A indumentária e o tom de azul da Brilhante Estrela do Oriente agora mudam a cada ano. Para o mestre Tipaya, a troca das roupas desperta interesse nos jovens. A bateria criou conversões no toque, como as paradinhas das escolas de samba, e os cantos de reza, antes em tom de lamento, ficaram mais alegres e vibrantes.
O grupo comandado por Tipaya tem 60 participantes e é uma das três folias da Formiga, comunidade onde os festejos são mais fortes.
Envelhecimento e morte de antigos mestres da Folia de Reis também contribuíram para a extinção de muitos grupos do Rio. Na folia Penitentes do Santa Marta, Ronaldo Silva quer dar continuidade ao legado. Ele recebeu a folia do pai José Diniz, morto em 2020.
“Um dia dentro de casa, depois que meu pai morreu, puxei uma gaveta e vi uma profecia enorme escrita à mão. A profecia são os versos que o mestre canta. Ali está tudo o que precisávamos para continuar”, diz o mestre, que hoje prepara o filho para o cargo.
Na Mangueira, a Folia de Reis Sagrada Família chegou a ser extinta, mas foi resgatada pelo hoje mestre Hevalcy Ferreira da Silva. O grupo original foi fundado por trabalhadores que saíram de São João do Sapucaia (MG) para morar na Mangueira e trabalhar na antiga fábrica da Cerâmica Brasileira, vizinha ao morro.
“Um antigo morador me mostrou fitas gravadas nas folias de reis do interior de Minas Gerais. Eu fiquei fascinado, não saía da casa dele. Ele percebeu que eu queria fazer parte disso. Um dia me levou na Divisão de Folclore do estado, onde as peças de uma extinta folia de reis da Mangueira estavam guardadas.

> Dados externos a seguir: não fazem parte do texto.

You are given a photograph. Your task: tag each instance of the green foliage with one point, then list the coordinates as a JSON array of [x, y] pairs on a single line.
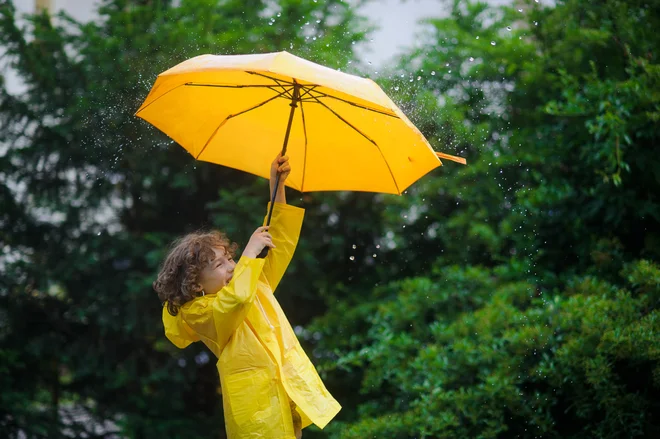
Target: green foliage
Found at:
[[462, 354], [92, 196], [516, 296]]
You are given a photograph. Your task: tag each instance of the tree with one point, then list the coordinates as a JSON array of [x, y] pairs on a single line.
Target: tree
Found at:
[[553, 223], [92, 196]]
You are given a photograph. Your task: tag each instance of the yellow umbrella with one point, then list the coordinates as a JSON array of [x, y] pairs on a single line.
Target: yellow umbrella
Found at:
[[341, 132]]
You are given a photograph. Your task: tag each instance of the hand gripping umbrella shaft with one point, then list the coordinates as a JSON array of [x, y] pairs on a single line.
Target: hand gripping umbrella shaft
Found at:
[[294, 104]]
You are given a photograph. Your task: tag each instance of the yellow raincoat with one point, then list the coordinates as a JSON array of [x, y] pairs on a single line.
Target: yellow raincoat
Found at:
[[260, 361]]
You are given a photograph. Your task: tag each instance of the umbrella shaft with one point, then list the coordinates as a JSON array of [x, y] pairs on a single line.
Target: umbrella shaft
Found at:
[[294, 103]]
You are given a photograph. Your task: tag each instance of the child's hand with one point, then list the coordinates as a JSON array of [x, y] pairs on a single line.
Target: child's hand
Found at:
[[282, 165], [260, 239]]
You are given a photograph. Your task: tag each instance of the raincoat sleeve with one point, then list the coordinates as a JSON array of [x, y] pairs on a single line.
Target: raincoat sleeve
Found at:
[[177, 330], [285, 226], [233, 301]]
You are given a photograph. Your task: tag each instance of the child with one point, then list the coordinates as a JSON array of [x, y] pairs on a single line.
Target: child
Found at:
[[270, 389]]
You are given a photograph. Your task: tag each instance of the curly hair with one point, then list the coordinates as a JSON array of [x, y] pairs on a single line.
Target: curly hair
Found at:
[[179, 275]]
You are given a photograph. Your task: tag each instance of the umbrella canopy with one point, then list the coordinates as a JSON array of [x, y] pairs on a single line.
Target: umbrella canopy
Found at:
[[341, 132]]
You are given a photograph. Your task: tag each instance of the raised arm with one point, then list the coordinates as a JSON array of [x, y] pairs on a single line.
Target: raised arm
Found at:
[[233, 301], [285, 228]]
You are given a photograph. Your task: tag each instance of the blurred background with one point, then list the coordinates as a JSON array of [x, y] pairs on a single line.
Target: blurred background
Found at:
[[517, 296]]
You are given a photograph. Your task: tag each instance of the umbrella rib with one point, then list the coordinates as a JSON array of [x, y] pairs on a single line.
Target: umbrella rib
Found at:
[[325, 95], [270, 77], [237, 114], [366, 137], [201, 84], [302, 187]]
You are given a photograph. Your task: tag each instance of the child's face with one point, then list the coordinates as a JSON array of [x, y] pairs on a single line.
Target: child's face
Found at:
[[218, 272]]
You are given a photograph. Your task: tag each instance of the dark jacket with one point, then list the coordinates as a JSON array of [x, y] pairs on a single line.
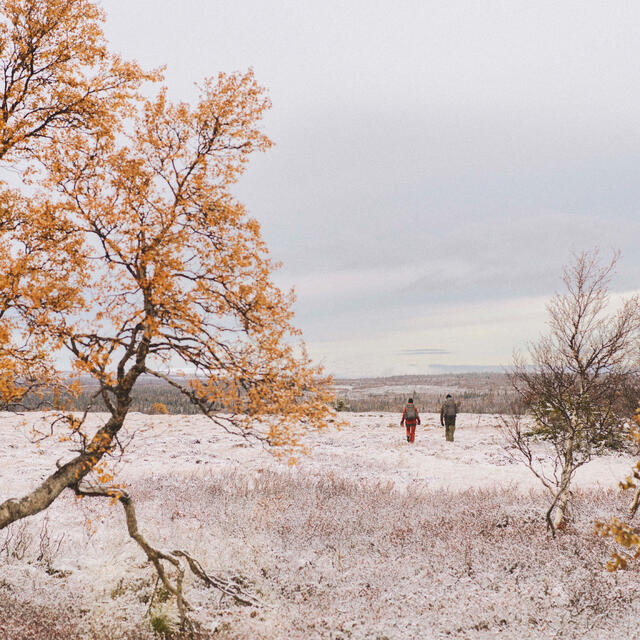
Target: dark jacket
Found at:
[[410, 421], [449, 409]]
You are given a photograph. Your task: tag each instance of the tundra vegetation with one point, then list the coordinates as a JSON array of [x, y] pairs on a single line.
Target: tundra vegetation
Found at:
[[123, 252], [580, 381]]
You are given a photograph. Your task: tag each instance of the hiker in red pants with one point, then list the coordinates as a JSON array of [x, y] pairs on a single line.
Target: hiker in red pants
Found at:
[[410, 418]]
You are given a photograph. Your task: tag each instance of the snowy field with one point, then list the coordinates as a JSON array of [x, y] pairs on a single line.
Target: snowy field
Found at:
[[368, 537]]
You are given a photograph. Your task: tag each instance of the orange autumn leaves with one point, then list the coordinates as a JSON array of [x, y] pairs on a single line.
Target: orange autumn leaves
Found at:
[[128, 251]]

Trouxe tudo e anos depois consegui colocar uma folia na rua de volta.”
A Sagrada Família é uma das que se mantém de pé a duras penas, segundo o mestre. Este ano o grupo conseguiu custear as apresentações com cerca de R$ 20 mil recebidos através da Lei Paulo Gustavo, destinada ao fomento do setor cultural.

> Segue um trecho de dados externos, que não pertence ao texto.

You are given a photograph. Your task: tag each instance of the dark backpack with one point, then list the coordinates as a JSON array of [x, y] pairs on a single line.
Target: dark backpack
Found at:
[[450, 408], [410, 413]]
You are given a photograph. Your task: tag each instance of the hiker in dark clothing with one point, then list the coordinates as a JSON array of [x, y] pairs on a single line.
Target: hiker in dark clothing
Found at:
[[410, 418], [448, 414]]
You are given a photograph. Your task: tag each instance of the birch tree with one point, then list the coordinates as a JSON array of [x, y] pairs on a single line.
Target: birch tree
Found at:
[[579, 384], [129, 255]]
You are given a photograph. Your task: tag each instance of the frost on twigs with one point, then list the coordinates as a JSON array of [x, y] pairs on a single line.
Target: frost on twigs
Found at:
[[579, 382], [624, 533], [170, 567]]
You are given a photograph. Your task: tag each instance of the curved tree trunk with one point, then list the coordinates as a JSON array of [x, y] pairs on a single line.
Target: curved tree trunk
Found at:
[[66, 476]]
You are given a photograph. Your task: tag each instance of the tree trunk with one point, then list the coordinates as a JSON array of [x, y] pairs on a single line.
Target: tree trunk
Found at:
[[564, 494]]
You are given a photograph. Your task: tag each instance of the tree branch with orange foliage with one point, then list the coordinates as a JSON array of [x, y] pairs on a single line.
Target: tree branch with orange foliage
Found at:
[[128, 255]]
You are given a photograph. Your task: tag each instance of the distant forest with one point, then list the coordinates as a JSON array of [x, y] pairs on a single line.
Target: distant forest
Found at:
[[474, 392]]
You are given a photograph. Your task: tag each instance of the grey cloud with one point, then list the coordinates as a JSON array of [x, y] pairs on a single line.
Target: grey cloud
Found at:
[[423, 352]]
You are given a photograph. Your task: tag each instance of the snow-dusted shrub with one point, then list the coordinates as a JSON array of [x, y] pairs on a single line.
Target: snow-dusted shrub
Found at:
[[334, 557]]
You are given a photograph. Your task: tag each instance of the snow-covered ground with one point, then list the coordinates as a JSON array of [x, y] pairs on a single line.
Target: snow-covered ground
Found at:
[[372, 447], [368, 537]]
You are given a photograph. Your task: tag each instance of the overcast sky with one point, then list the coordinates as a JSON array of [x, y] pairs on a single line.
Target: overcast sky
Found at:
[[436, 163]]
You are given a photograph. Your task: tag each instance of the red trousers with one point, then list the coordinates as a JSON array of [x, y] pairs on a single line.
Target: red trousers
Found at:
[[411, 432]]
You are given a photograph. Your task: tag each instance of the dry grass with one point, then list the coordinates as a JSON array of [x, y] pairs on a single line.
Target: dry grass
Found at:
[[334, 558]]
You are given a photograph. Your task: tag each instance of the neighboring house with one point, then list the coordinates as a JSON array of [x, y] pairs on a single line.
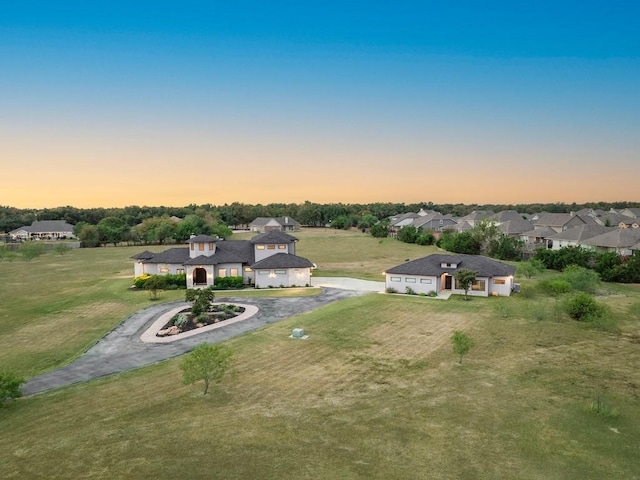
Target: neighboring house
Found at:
[[620, 240], [618, 220], [631, 212], [434, 221], [460, 227], [576, 236], [45, 229], [505, 216], [396, 222], [476, 217], [207, 258], [435, 273], [268, 224], [515, 227], [537, 238], [562, 221]]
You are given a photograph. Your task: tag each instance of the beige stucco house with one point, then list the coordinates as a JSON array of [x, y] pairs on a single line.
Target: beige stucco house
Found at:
[[435, 273], [267, 260]]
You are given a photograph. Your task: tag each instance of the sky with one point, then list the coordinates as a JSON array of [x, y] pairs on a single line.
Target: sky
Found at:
[[109, 104]]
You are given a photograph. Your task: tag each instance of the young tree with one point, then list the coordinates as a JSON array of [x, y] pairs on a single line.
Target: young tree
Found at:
[[155, 283], [200, 300], [9, 387], [464, 279], [462, 343], [209, 363], [380, 230]]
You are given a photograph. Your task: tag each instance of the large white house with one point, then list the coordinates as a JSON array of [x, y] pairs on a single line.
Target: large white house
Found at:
[[267, 260], [435, 273], [44, 229]]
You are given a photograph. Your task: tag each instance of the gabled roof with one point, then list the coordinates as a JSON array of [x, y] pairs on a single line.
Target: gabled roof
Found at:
[[282, 260], [287, 222], [581, 232], [539, 232], [395, 219], [47, 226], [561, 219], [506, 216], [615, 219], [283, 221], [514, 227], [618, 238], [273, 237], [431, 265], [635, 212], [459, 226], [423, 220], [227, 251], [146, 255], [478, 215], [203, 239], [176, 255]]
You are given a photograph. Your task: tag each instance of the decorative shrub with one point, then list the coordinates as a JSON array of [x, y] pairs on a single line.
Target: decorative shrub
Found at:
[[583, 307], [224, 283], [179, 280], [139, 282], [179, 320]]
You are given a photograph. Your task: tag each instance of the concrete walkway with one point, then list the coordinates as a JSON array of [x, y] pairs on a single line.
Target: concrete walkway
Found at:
[[121, 349]]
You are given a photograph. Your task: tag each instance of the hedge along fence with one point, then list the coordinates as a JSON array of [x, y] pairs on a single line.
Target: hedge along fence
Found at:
[[172, 281]]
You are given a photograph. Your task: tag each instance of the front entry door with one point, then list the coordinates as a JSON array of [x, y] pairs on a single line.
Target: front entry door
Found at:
[[199, 276], [448, 282]]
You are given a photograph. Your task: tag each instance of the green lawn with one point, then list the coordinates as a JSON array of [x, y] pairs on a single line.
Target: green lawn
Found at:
[[374, 393]]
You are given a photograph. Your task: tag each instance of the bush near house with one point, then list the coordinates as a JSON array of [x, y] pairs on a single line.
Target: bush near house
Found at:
[[228, 283], [172, 281]]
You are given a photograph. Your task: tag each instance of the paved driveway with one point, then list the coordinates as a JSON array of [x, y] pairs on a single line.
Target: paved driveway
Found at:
[[121, 349], [346, 283]]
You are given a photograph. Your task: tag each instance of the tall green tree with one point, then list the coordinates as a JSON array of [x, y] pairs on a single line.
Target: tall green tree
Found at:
[[207, 363]]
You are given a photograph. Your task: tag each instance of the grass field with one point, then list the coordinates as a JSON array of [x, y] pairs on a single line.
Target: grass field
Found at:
[[375, 392]]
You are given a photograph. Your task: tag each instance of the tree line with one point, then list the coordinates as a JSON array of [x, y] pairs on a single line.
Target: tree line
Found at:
[[307, 213]]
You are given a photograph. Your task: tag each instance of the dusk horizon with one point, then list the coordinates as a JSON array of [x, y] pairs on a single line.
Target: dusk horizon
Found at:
[[205, 103]]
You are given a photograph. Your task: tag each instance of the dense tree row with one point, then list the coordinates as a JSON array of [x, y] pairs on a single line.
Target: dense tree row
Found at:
[[609, 265], [307, 213]]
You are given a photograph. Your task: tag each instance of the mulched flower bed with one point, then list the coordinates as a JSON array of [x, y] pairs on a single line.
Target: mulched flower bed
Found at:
[[185, 321]]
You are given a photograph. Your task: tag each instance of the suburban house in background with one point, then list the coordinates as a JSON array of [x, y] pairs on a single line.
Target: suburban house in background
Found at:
[[435, 273], [266, 260], [268, 224], [562, 221], [44, 229]]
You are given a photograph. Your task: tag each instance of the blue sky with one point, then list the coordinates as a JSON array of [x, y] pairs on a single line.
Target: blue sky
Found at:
[[323, 101]]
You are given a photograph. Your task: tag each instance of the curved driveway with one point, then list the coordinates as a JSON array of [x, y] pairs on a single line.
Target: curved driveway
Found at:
[[121, 349]]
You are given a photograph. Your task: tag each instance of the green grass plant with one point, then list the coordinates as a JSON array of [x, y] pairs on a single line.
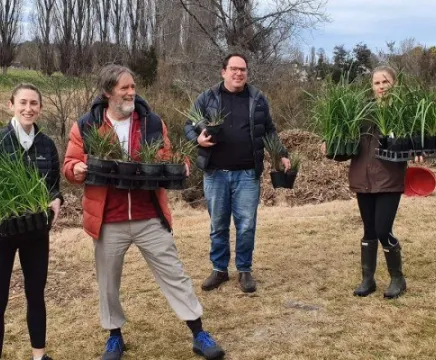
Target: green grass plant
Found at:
[[338, 111], [22, 189]]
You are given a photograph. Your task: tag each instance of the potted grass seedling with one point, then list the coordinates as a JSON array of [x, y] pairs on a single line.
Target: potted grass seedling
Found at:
[[213, 126], [150, 166], [338, 112], [24, 199], [102, 150], [174, 168], [195, 115], [280, 178]]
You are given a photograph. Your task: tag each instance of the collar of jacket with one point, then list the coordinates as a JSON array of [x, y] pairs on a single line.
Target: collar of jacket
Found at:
[[11, 132], [216, 90]]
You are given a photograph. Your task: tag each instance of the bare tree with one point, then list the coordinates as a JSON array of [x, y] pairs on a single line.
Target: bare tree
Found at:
[[240, 24], [64, 34], [10, 13], [45, 12]]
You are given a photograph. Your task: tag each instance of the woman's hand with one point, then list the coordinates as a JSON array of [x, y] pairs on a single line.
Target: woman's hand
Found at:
[[79, 171], [204, 140], [420, 159], [55, 205]]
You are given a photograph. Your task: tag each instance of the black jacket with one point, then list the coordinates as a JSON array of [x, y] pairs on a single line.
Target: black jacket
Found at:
[[261, 124], [43, 153]]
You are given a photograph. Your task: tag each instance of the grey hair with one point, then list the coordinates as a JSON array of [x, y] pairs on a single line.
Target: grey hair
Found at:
[[387, 69], [110, 75]]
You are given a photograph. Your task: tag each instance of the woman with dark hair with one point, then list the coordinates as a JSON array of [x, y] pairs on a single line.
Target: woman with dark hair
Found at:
[[22, 134]]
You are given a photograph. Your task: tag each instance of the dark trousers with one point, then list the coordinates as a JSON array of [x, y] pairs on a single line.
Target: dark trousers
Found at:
[[378, 213], [33, 253]]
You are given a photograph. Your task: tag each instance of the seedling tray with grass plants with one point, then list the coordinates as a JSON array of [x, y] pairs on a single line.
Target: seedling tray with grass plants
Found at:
[[401, 156], [136, 181]]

Desde 2022, o governo do estado do Rio realiza um edital anual que divide R$ 1,95 milhão para 130 mestres de todo o estado. Cada um recebe R$ 15 mil para custear as atividades.
“Cada mestre doa sangue, suor e lágrimas para que a folia não acabe, e muitos são derrotados. Contamos com a sorte de sermos contemplados em um edital, o que não é sempre. Somos 11 andorinhas tentando fazer verão.”